Vol. I · Spring '26
Guide · 9 min read

What to include in an employment contract — and what to leave out

An employment contract is the operative document the employment relationship sits on. Most contract failures are bloat — clauses that don't add protection but slow the signing and confuse the employee. Here's what to include and what to leave out.

Published · Updated

The spine — eight clauses every contract needs

Position, compensation, hours, leave, confidentiality, IP assignment, termination, governing law. These eight clauses are the spine of any defensible employment contract. Anything beyond them should justify its presence.

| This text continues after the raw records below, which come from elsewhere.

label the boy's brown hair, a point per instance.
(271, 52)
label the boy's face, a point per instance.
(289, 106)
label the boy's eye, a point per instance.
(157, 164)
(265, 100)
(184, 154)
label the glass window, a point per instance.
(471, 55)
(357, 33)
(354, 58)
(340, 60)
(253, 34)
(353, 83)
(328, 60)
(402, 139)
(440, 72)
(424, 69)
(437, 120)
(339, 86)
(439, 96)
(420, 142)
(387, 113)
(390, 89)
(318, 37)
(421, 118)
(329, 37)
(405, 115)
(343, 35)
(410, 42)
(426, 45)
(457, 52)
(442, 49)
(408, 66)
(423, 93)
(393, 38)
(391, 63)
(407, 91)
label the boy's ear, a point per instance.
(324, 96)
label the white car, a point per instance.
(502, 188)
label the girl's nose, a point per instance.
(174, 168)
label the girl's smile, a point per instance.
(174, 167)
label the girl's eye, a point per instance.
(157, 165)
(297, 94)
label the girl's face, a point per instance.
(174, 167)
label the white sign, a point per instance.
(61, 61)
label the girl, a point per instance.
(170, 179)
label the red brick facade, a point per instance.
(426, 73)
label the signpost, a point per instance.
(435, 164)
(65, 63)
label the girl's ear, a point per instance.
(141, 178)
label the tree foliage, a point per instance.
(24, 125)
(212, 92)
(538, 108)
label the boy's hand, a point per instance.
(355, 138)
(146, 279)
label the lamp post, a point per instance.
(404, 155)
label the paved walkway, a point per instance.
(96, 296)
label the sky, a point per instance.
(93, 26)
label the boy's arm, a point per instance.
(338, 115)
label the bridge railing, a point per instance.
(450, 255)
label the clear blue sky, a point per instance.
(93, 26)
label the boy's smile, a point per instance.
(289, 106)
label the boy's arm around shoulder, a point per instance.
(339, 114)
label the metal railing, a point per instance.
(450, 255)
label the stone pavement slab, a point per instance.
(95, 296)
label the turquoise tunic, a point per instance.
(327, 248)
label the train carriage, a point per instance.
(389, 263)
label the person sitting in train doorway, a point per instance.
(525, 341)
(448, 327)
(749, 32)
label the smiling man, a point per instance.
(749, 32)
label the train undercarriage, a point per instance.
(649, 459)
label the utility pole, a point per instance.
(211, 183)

Position covers title, reporting line, location, work pattern, start date. Compensation covers base, variable, benefits. Hours covers ordinary hours and overtime treatment. Leave covers annual, personal, parental, and statutory minimums. Each clause should be one short paragraph — if it's longer, ask why.

Jurisdiction is the through-line

The same role described in a US contract and an AU contract requires different leave clauses, different at-will or ongoing-employment language, and different long-service-leave treatment. The contract has to know which jurisdiction it applies to.

Where you operate in multiple jurisdictions, maintain one contract per jurisdiction. Trying to write a single 'global' contract produces a document that is bad in every jurisdiction at once. Pay the cost of variants up front; recover it many times over in the next compliance audit.

What to leave out

Don't try to define everything. Aspirational culture language, dress code, social-media policy, leave-process detail — these belong in the handbook, not the contract. The contract is the operative legal document; the handbook is the operational reference. Keeping them separate makes both easier to update.

Don't bury restrictive covenants in the contract. Non-compete, non-solicit, and IP assignment can live in separate signed documents that the contract references. Separation makes each clause easier to defend if one is challenged.

Don't write clauses you can't enforce. Overbroad non-competes are not just unenforceable in many jurisdictions — they're a signal of bad drafting that weakens the rest of the document. Less, done well.

The offer letter is the headline; the contract is the operative document

In most US workplaces the offer letter doubles as the operative document; in AU practice the offer letter and the contract are usually separate. Either approach works; what matters is that everyone knows which document is which.

If you separate them, the offer letter is short — title, comp, start date, headline terms, acceptance deadline. The contract carries the operative legal weight. If you combine them, the offer letter is longer and signed at acceptance; the contract is the offer letter itself.

Guides on this site are starting frames, not legal advice. Adapt for your context; get qualified counsel for binding documents.